*** [W powietrzu unosił się zapach…]
„Pleuvent les bleus baisers des astres taciturnes”
(Z milczących gwiazd spadają niebieskie pocałunki)
W powietrzu unosił się zapach suszonych płatków różanych –
Mary córka mojego amerykańskiego przyjaciela absolwentka
Paryskiej Szkoły Sztuk Pięknych o niebieskich oczach
I jasnych jedwabistych włosach zgiętym palcem dotykała
Stojącego na stole weneckiego wazonu (w drugim ręku trzymała
pudełko płatków owsianych podobnie jak w reklamie)
„Jestem jak śpiąca królewna” szepnęła – ale królewny
Nie pochodzą z wrzosowisk rozciągających się za miastem
Jak rodziny bez korzeni i nie mają takich fantastycznych ekstrawagancji
Po święcie i pieczonym indyku zwiedzaliśmy grobowce
Rozmawiając o Etruskach (jako twórcach wysokiej kultury)
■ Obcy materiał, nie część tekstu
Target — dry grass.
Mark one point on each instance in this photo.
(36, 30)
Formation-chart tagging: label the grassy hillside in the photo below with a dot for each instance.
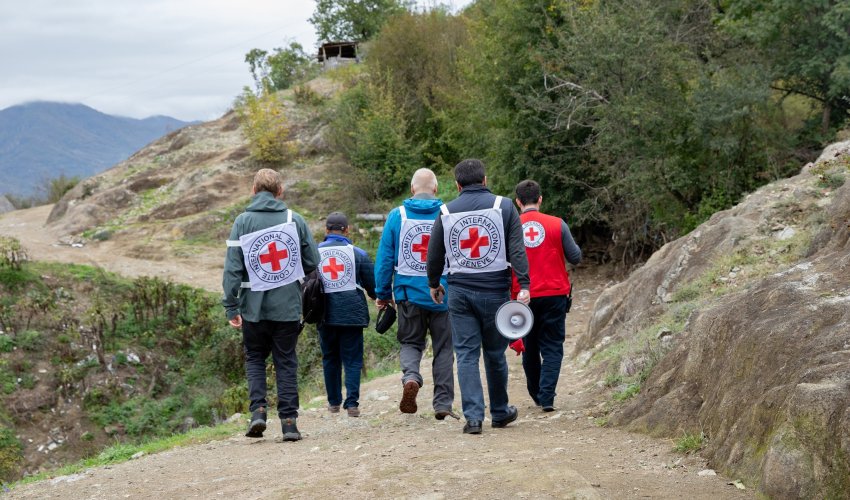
(88, 359)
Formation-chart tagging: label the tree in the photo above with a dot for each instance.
(807, 43)
(353, 20)
(280, 70)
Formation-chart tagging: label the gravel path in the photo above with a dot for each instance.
(386, 454)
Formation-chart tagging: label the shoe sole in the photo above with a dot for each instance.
(408, 398)
(256, 429)
(504, 423)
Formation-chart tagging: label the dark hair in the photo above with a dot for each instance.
(469, 172)
(528, 192)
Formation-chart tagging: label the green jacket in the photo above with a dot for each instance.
(280, 304)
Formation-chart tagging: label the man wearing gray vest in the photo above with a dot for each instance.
(269, 250)
(480, 236)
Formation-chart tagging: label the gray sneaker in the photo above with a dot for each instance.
(258, 423)
(290, 430)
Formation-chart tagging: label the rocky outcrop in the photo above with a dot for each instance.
(5, 205)
(761, 361)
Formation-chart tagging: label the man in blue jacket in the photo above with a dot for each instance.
(400, 273)
(346, 272)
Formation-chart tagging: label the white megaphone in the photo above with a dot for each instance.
(514, 320)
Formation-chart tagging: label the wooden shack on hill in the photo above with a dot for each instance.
(333, 54)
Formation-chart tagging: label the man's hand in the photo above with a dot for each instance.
(524, 296)
(437, 294)
(382, 304)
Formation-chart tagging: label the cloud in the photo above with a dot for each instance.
(181, 58)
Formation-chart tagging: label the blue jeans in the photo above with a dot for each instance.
(472, 314)
(544, 348)
(342, 346)
(278, 338)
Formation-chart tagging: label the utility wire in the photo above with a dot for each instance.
(182, 65)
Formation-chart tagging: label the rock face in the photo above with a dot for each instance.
(761, 361)
(5, 205)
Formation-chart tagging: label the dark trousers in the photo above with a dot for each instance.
(544, 348)
(278, 338)
(473, 317)
(414, 323)
(342, 346)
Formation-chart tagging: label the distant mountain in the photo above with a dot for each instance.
(43, 140)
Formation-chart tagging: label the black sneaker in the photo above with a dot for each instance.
(472, 427)
(258, 423)
(290, 430)
(512, 415)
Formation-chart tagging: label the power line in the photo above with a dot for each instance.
(183, 65)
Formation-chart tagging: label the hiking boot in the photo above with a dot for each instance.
(442, 414)
(258, 423)
(472, 427)
(408, 397)
(512, 415)
(290, 430)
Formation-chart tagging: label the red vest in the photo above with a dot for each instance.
(546, 260)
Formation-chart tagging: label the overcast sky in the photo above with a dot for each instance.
(182, 58)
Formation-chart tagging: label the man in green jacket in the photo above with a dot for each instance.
(270, 249)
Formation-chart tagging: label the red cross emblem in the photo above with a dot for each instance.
(274, 256)
(422, 247)
(474, 243)
(333, 268)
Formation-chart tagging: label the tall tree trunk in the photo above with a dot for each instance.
(827, 110)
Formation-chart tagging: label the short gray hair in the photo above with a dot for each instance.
(423, 179)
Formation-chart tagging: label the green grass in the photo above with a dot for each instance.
(122, 452)
(628, 393)
(690, 443)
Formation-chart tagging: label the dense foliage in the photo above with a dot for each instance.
(639, 118)
(281, 69)
(352, 20)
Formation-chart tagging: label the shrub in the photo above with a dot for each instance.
(12, 253)
(7, 343)
(30, 340)
(10, 454)
(690, 443)
(265, 125)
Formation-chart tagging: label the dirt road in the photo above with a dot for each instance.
(386, 454)
(202, 269)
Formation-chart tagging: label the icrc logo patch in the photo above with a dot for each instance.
(414, 245)
(533, 234)
(337, 269)
(274, 256)
(475, 241)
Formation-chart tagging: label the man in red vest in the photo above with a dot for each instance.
(549, 245)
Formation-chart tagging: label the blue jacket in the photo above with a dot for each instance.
(388, 282)
(349, 308)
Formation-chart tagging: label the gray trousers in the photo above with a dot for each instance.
(414, 323)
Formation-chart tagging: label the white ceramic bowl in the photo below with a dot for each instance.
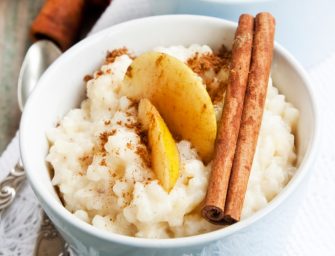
(61, 88)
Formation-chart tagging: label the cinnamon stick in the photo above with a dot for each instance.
(213, 209)
(252, 115)
(59, 21)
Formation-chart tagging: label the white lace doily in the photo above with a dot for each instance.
(312, 229)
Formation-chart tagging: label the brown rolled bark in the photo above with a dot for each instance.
(229, 127)
(252, 115)
(59, 21)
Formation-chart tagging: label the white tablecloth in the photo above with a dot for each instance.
(312, 231)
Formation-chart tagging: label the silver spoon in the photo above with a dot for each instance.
(38, 58)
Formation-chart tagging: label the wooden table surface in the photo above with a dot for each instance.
(15, 19)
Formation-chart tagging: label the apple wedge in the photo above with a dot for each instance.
(164, 152)
(178, 94)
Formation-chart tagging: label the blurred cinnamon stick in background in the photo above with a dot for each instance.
(61, 21)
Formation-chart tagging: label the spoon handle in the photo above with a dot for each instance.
(10, 185)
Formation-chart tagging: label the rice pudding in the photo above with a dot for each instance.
(102, 164)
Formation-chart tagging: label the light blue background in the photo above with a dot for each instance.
(305, 27)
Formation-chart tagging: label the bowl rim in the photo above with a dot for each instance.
(196, 240)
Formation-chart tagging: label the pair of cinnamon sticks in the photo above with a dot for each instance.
(241, 118)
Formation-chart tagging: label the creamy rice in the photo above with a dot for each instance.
(101, 164)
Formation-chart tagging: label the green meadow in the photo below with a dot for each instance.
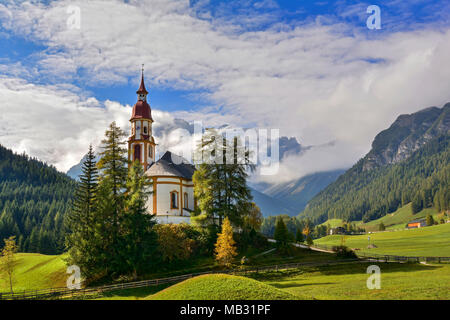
(35, 271)
(392, 221)
(349, 282)
(341, 282)
(222, 287)
(427, 241)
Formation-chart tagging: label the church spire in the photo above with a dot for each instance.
(142, 90)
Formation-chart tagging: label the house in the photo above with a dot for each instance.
(338, 230)
(172, 199)
(418, 223)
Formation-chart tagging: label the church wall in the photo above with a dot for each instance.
(166, 185)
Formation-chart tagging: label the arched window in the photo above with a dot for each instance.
(174, 200)
(137, 152)
(186, 200)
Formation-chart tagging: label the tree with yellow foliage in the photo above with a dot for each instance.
(8, 259)
(225, 245)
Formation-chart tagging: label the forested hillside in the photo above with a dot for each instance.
(33, 200)
(415, 169)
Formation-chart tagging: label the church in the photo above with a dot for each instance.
(172, 199)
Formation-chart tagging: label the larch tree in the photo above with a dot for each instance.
(225, 245)
(221, 178)
(8, 259)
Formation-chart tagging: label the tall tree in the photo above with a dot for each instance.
(139, 240)
(111, 197)
(113, 164)
(221, 178)
(253, 219)
(8, 259)
(225, 245)
(281, 235)
(81, 239)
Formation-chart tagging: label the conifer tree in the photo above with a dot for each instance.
(225, 245)
(299, 236)
(111, 197)
(137, 234)
(81, 239)
(221, 178)
(281, 234)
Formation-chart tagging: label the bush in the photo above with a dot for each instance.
(176, 242)
(344, 252)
Powoli uświadamiałem sobie jak bardzo skomplikowane
I tajemnicze jest życie – kiedy Mary powiedziała:
„Teraz posłuchaj mnie uważnie”: „Czy wiesz, że „m” równa się
nieskończoności pomnożonej przez zero. A więc liczba dodatnia
jest iloczynem zera i nieskończoności. Czyż to nie dowód
stworzenia wszechświata z niczego przez nieskończoną potęgę”.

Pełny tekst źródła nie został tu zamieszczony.